Por Diana Marcela Mendoza

Después de comerse la última cucharada de helado, Cecilia y André decidieron salir a caminar un rato. Alrededor de media hora más tarde, el cielo de verano comenzó a tornarse anaranjado. Las nubes se movían y formaban figuras inexplicables.

Cecilia dejó de caminar y André se detuvo a su lado sin preguntar por qué. Miraron por un rato al horizonte asombrados de cómo el viento hacía bailar a los árboles una danza vigorosa.

—¿Te habías dado cuenta de que las ramas de los árboles son como mini brazos agitando banderitas verdes?

Oui

Sin moverse del lugar, y luego de mirarse a los ojos, se rieron tan frenéticamente que sus estómagos comenzaron a doler.

Entre risas, siguieron caminando hacia el apartamento de André que estaba a pocos metros de distancia.

Al entrar, Cecilia se desvistió y se fue caminando hacia el baño para tomar una ducha. Se miró en el espejo y recogió su pelo en una cola alta. Uno de sus rizos cayó sobre su cara y lo miró atentamente, como si fuera la primera vez que notaba la forma de su cabello.

Lo agarró con una mano y pensó que era increíble que el pelo pudiera salir con formas. Lo miraba de arriba hacia abajo y tocaba con la punta de su índice el espiral que formaba el cabello que salía como por arte de magia de unos huecos diminutos en su cabeza.

“Increíble” se dijo en voz alta mientras metía el rizo rebelde en la parte de atrás de su oreja, para luego caminar hacia la ducha.

Una vez dentro, el agua tibia cayendo sobre su cuerpo se sentía como la gloria. Los chorros la recorrían y pensó que el tacto era impresionante. Sin importar donde cayera el agua, el cuerpo era capaz de sentirla en cada centímetro. Cecilia se miró la punta de los dedos de la mano y sonrió al notar que el dedo pulgar era capaz de acariciar cada uno de los otros dedos y que todos podían acariciarlo a él, pero que los otros cuatro dedos tenían dificultades para darse amor entre ellos si estaban en la misma mano.

—Amor, ¿te fumas un poquito? —le dijo André mirándola como desde otra dimensión parado en el marco de la puerta con un porro encendido en la mano. Cecilia estiró su cara hasta la mano de André, quien caminó hacia ella, y aspiró con ganas una bocanada.

Cecilia se sentía alta. Sus pies pegados al piso tenían la apariencia de dos tablas sujetas con clavos. Al caminar, veía todo como de un color caliente que era capaz de envolverle la piel y de sobarla despacito.

Sin decir una palabra, André cerró la llave del agua y la tomó de la mano para ayudarla a salir de la ducha.

Los ojos claros de André se mezclaban con sus dientes infinitos. Su boca sonriente comenzó a generar en Cecilia la necesidad de acercarse a tocarlo con sus dedos.
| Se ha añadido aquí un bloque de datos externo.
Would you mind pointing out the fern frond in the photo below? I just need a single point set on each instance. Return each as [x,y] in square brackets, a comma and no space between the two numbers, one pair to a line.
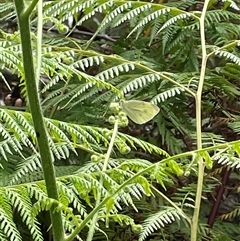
[158,221]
Una vez cerca, y con sus manos apoyadas sobre la espalda de André, Cecilia pasó su lengua húmeda sobre los labios que rodeaban esos dientes, teniendo cuidado de no dejar ni un pedazo sin lamer.

André intentó besarla, pero ella le mordió firmemente el labio y le dijo:

—¡Quieto! No te muevas. —La lengua de Cecilia se sentía como si fuera una pequeña llama de fuego que luchaba contra el viento—. Qué rico —dijo mientras terminaba de recorrer la boca de André haciendo formas inexistentes.

Cecilia se alejó para observar la boca de André y este tocó su cabello alborotado mientras le dijo en un susurro:

Tu es belle

André tomó una toalla, sostuvo en la boca un cigarrillo que acababa de prender y secó los hombros de Cecilia al tiempo que caminaban hacia la cama.

Al acostarse boca arriba con las piernas flexionadas, algunas gotas de agua se juntaron en los muslos de Cecilia produciendo varias lágrimas que caían sin sentimientos, bajaban despacio y se juntaban con otras gotas que resbalaban sin afán hasta caer en su entrepierna.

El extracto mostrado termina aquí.